1-9
***
翌日いつもの様に俺を起こしに来た女々は、どこかいつもと違く、落ち着いていた。
「唯我、昨日はごめんね」
そういった目はどこか何かと戦っているようにも見えた。外で待ってるね。一言そう言った女々は静かに部屋を出た。
「なぁ、蒔杜」
四人で登校する中、俺は前を歩く女々と藤菜に聞かれないように横の蒔杜に話しかけた。
「ん、何」
「今日の女々、何かおかしくないか?」
「うん……もしかしたら昨日の事を気にしてるのかもね」
そのレスポンスに蒔杜も女々の異常に気づいていたかと少し安堵する。
「女々が怖がってたあのゲームどうなった?」
「昨日、藤菜さんと二人で下校時間ぎりぎりまでやってクリアしたよ」
それを聞いて蒔杜の顔を見る。
「本当か?」
「クリアしたのは藤菜さんだけどね」
「そうか。じゃあ女々が怯える事もなくなるわけか。まぁただのゲームだけどな」
「いや、唯我。クリアしたのは第一ステージだけだよ」
そういう蒔杜の顔にどこか恐怖を感じた。
***
今日の一日といえば、休み時間もお昼休みも小休憩も空き時間は、三人揃ってパソコンに噛り付いていた。そこにはいつもと違う違和感があり、何かそわそわする。
極め付きは放課後。もえちゃん先生の挨拶が終われば、それこそ秒で部室に連行されるいつもが今日は訪れなかった。
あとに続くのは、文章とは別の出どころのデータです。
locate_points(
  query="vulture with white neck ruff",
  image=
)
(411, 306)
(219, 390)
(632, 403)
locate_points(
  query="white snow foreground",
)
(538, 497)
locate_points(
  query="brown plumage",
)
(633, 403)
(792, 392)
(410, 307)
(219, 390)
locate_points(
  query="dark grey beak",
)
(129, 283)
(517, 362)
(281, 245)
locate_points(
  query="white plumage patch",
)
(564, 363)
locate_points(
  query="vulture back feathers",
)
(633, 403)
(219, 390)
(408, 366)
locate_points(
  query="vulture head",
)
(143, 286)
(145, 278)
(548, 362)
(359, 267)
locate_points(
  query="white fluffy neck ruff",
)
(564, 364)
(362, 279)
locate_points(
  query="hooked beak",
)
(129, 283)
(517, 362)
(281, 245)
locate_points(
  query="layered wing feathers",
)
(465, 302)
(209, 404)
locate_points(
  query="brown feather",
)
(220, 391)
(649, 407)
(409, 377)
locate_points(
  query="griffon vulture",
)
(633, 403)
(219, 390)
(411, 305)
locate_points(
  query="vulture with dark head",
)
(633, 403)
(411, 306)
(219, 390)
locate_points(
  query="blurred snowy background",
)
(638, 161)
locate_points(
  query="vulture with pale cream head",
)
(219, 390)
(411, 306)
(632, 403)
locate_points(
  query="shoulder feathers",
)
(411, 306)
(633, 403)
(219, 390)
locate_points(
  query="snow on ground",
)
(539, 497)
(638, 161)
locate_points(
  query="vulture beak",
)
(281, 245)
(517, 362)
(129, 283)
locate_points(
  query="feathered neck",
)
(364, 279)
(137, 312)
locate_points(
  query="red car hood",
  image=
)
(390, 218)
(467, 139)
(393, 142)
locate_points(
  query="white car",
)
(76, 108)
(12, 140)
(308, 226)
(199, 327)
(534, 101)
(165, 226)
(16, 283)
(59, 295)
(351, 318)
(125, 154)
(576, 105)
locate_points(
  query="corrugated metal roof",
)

教室には幼馴染も藤菜の姿もない。きっと部室に行ってあのゲームをしているんだろう。
まさか、みんな女々に感化されてあのゲームを信じちまってんのか。
こんなの絶対おかしい。本当は今すぐにでも部室に行ってそれを確かめたい。
でも、怖くてその勇気が出ない。
……もしかして、あのゲームは女々の言うとおり、本当?
だからこんな明らかにおかしい違和感が生じている?
あーダメだ。俺まで飲まれるな。冷静になれ。ゲームはゲームだ。滅亡なんてしない。
考えすぎで頭の痛くなった俺はその日、部室に行く勇気もなく、確認もしないままに一人で帰路についた。
***
あれから何日が経ったかは数えてない。状況も分からないまま数日が経ち、ついには朝一緒に登校することもなくなった。
俺はあれから一回も部室には顔を出していない。
あいつらともまともに会話もしていない。ずっとゲームをしているから、話しかけづらいのだ。こんなにギクシャクしたのは生まれて初めてだ。
つまるところ、俺は一人になった。
一人で起きて、一人で登校して、一人で昼飯食って、一人で帰る。
でもこの日、数日続いた日常と、違う変化が起きた。
「唯我ぁ!!」
突然の喪失感。胸のざわめき。日常の崩壊。不安な未来。急に押し寄せたその大きな壁に立ちふさがれて、気がつけば俺は誰もいない夕日が差し込む教室に一人でぼっとしていた。
そんな放課後の一幕。
ここ数日何かにとりつかれた様だった幼馴染がそこに立っていた。